Not only that, both studies were later shown to be based entirely on lies. Total frauds.
On April 26th, The New York Times published a fascinating article, "The Mind of a Con-Man." In the piece, science journalist Yudhijit Bhattacharjee profiled a European academic's fall from grace. Diderik Stapel, an acclaimed expert on human behavior and a prominent academic dean, was found to have fabricated data on dozens of studies, including data used unknowingly by his doctoral students.
The article serves as a great character sketch of what motivates a person to large-scale fraud and how they rationalize their crime, both before and after it's exposed. Listen to Stapel's process and his reasoning.
The experiment — and others like it — didn’t give Stapel the desired results, he said. He had the choice of abandoning the work or redoing the experiment. But he had already spent a lot of time on the research and was convinced his hypothesis was valid. “I said — you know what, I am going to create the data set,” he told me.
Sitting at his kitchen table in Groningen, he began typing numbers into his laptop that would give him the outcome he wanted. He knew that the effect he was looking for had to be small in order to be believable; even the most successful psychology experiments rarely yield significant results. The math had to be done in reverse order: the individual attractiveness scores that subjects gave themselves on a 0-7 scale needed to be such that Stapel would get a small but significant difference in the average scores for each of the two conditions he was comparing. He made up individual scores like 4, 5, 3, 3 for subjects who were shown the attractive face. “I tried to make it random, which of course was very hard to do,” Stapel told me.
Doing the analysis, Stapel at first ended up getting a bigger difference between the two conditions than was ideal. He went back and tweaked the numbers again. It took a few hours of trial and error, spread out over a few days, to get the data just right.
Inevitably, Stapel continued lying when he learned he could get away with it. He published at least 55 fraudulent papers over about ten years. Why did he get away with it?
The key to why Stapel got away with his fabrications for so long lies in his keen understanding of the sociology of his field. “I didn’t do strange stuff, I never said let’s do an experiment to show that the earth is flat,” he said. “I always checked — this may be by a cunning manipulative mind — that the experiment was reasonable, that it followed from the research that had come before, that it was just this extra step that everybody was waiting for.” He always read the research literature extensively to generate his hypotheses. “So that it was believable and could be argued that this was the only logical thing you would find,” he said. “Everybody wants you to be novel and creative, but you also need to be truthful and likely. You need to be able to say that this is completely new and exciting, but it’s very likely given what we know so far.”
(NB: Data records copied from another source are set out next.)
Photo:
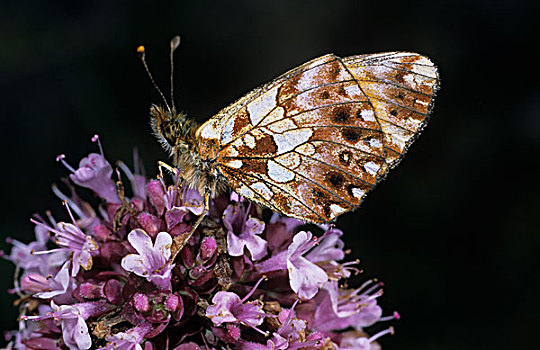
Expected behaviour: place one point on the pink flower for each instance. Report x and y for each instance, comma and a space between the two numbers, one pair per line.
243, 231
152, 260
237, 283
305, 277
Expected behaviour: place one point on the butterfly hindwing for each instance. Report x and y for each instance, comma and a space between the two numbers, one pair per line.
314, 141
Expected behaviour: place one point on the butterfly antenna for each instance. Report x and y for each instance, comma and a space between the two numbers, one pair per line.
141, 52
175, 42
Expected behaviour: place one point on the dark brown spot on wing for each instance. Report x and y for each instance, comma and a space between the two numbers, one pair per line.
335, 179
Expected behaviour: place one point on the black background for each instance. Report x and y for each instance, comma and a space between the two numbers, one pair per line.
453, 231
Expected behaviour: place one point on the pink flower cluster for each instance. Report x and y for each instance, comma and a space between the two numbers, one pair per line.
243, 280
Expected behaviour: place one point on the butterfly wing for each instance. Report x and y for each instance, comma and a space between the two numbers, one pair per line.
313, 142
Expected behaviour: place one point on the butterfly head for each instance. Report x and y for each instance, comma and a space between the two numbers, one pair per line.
168, 127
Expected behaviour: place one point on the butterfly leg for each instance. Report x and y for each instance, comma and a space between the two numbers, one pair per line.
169, 168
180, 241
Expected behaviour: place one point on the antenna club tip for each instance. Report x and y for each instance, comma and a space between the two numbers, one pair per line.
175, 42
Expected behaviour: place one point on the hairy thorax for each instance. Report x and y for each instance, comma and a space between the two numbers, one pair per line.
177, 135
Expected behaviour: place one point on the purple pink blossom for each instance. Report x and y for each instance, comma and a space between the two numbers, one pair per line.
243, 279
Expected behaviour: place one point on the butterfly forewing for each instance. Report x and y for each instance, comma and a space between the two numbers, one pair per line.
313, 142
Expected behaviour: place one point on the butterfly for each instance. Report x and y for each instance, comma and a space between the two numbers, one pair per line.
311, 143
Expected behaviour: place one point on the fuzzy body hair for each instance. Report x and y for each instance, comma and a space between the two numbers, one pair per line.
177, 135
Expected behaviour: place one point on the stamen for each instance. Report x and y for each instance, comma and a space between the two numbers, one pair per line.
70, 202
263, 278
60, 158
95, 138
381, 333
125, 169
65, 203
394, 316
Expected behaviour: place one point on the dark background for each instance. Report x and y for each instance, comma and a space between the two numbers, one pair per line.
452, 231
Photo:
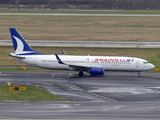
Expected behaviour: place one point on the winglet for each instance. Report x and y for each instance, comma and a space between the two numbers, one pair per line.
58, 59
63, 53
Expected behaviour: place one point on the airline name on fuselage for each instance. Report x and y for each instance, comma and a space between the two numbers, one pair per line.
113, 60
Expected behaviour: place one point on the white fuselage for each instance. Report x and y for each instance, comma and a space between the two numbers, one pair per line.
109, 63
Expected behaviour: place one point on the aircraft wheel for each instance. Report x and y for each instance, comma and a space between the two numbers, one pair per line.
139, 74
80, 74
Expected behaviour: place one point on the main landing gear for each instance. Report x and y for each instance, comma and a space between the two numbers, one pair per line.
80, 73
139, 74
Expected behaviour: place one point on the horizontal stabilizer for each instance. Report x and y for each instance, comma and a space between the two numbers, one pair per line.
16, 56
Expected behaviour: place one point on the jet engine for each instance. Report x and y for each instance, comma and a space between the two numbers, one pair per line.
97, 70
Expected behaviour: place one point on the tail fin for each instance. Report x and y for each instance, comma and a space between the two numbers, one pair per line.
21, 47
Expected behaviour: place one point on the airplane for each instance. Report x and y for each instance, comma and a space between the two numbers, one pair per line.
95, 65
63, 52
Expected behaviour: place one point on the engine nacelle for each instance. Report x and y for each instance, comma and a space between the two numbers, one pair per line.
97, 70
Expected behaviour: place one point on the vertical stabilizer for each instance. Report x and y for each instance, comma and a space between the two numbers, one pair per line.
21, 47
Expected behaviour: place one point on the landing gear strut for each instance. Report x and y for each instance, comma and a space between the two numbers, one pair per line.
139, 74
80, 73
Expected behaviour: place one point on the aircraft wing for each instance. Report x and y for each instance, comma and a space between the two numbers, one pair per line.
75, 67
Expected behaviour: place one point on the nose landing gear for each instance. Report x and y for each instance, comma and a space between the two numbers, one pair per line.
139, 74
80, 73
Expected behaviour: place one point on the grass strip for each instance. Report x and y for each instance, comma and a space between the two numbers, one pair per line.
32, 93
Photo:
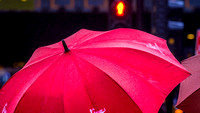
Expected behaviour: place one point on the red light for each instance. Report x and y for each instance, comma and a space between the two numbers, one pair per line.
120, 8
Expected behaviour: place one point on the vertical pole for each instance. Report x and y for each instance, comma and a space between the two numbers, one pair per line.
140, 8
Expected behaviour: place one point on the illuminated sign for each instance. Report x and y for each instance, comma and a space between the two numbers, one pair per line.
19, 5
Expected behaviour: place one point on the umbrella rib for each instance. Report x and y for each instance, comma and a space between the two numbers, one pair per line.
39, 61
107, 76
123, 67
79, 70
34, 81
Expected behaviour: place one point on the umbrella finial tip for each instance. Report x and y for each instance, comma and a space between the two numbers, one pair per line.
65, 45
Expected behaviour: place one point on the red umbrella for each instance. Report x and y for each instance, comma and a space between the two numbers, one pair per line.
117, 71
189, 92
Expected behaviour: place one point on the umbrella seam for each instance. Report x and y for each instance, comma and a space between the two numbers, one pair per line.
110, 78
34, 82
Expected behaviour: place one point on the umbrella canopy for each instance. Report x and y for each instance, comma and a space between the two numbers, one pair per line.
189, 93
117, 71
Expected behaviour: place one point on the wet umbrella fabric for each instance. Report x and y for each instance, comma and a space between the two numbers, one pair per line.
189, 93
117, 71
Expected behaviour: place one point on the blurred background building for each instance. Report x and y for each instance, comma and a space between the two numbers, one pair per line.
28, 24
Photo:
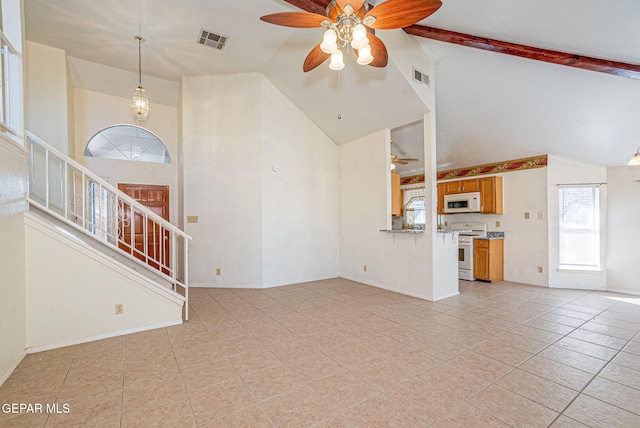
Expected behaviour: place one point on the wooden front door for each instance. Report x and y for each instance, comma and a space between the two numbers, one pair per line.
133, 229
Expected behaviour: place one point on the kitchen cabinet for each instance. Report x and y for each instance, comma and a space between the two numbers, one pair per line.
491, 195
396, 195
488, 259
461, 186
490, 189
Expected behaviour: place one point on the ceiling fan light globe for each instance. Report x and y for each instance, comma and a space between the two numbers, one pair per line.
337, 61
359, 33
364, 56
328, 48
360, 44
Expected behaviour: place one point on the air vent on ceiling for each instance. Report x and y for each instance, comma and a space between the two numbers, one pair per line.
421, 77
210, 39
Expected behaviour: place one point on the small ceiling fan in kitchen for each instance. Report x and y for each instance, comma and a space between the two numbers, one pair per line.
352, 23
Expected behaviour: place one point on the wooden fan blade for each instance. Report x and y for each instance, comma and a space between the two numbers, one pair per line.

Basically, he just gave people what they wanted. While Stapel's fraud might be some of the most audacious, the article notes that his actions are not entirely unique. The journalist interviewed several other social psychologists who said it is not uncommon for scientists to misuse statistics, ignore data that hurts one's hypothesis, or stop a study short once a hypothesis is confirmed. In theory, such shenanigans should be caught by "peer-reviewed" journals, but in Stapel's words, "science is a business, too."
We can all relate to liars because we have all been tempted to lie and have all, on many occasions, lied ourselves. It's easy to imagine the frustration and loss from investing months, even years, on a project only to have to throw it all away and start over. It's easy to imagine that frustration and loss pushing us to rationalize the decision to lie. We can imagine it because it's normal to us.
However, this story shocks us more than other lying stories because we live in a culture that idolizes science as completely trustworthy. We've been trained to ascribe objectivity to anything that sounds scientific. Begin a sentence with "Studies show" and it must be true. Add some statistics, and any position feels irrefutable. But this story reminds us that objective science is always authored by subjective people. Science is not blind because people are.
Even though the vast majority of scientists are not fabricating data, they are still people -- people who are heavily invested in their fields and research, in their systems of thought and prejudices. This doesn't mean we should doubt everything we read, but it does help us to be aware of bias in interpreting data. Bias in the scientist's mind, as well as our own.